Regionale Energie Strategie 1.0 (RES) Arnhem Nijmegen

Duurzaamheid; CO2 uitstoot beperken; van het gas af en een maatschappij die zich dient in te richten op een leven zonder de bekende fossiele brandstoffen. Dit is de opdracht die voor ons ligt, hoe gaan we hier mee om? (Wat zijn/waren we verwend met het hebben van aardgas.)

Voorhanden zijnde mogelijkheden zijn bijvoorbeeld: Biomassacentrales; windmolens; zonnepanelen; warmtepompen; isoleren huizen; waterkrachtcentrales; oppervlaktewaterwarmte winnen; waterstof (als energiedrager); maar ook kernenergie. Voor- en nadelen. Voor- en tegenstanders. Biomassacentrales van eerste stap naar mislukt proces als we de recente publicaties moeten geloven. Maar ook andere alternatieven roepen discussie op of staan qua ontwikkeling nog in de kinderschoenen.

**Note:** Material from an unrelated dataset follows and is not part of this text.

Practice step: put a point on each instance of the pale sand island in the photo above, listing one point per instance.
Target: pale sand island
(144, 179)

In de Regio Arnhem Nijmegen kiest men, zo blijkt, veel vaker voor zonnevelden i.p.v. windmolens. Dit terwijl 1 grote windmolen evenveel elektriciteit opwekt als 23 ha zonneveld en een kerncentrale, er zijn er 126 operationeel in de EU, zoals in Borssele weer evenveel als 341 windmolens oplevert, maar de RES gaat niet over kerncentrales.

Verschil in belang maakt dat afwegingen extra zorgvuldig gewogen moeten worden en draagvlak is en blijft de crux.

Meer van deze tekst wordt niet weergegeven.